By Hrach Melkumian in Prague
Armenia has the largest perception of Russia as a friendly country in the whole post-Soviet territory, according to the latest surveys in today’s 15 independent states of the former USSR.
The polls conducted by the All-Russian Center of Public Opinion Studies attempted to gauge public sentiments in former Soviet republics regarding their former allied nations that they view as most friendly to them now and that they might want to form a union with in the future.
According to the results of the studies, 82 percent of citizens in Armenia view Russia as a friendly state, with 16 percent naming Georgia and one percent naming Azerbaijan.
Only 67 percent of Armenians, however, support Armenia’s forming a union with Russia, while 23 percent see no necessity for that.

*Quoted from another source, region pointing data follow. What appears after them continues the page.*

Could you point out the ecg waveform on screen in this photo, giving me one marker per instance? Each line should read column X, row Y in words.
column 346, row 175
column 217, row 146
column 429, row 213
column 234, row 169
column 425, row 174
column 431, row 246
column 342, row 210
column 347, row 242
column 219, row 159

In neighboring Azerbaijan, 39 percent find none of the former Soviet republics, including the Baltic states, are friendly to Azerbaijan. Twenty-one percent of Azerbaijani respondents find that Georgia is a friend, while 20 percent view Ukraine as a friendly nation. More than 30 percent of respondents in Azerbaijan support their country’s joining Turkey and nearly a fourth supports Azerbaijan’s accession to the European Union. Armenia gets no mention as a friendly country in the polls conducted in Azerbaijan, which is the only zero in the whole polls tables.
A majority of Georgians, nearly 70 percent, consider Ukraine as a friendly state, followed by Azerbaijan and Baltic states. Armenia is viewed as a friendly state by 15 percent of Georgians.
Meanwhile, Belarus is viewed as the friendliest country by 48 percent of citizens in Russia. One in three Russians also mention Ukraine and Kazakhstan as friends. Only 18 percent of Russian citizens view Armenia as a friend to their country. In contrast, the three Baltic republics, including Lithuania, Latvia and Estonia, are perceived as the least friendly states in Russia, with each receiving only 4 percent of responses.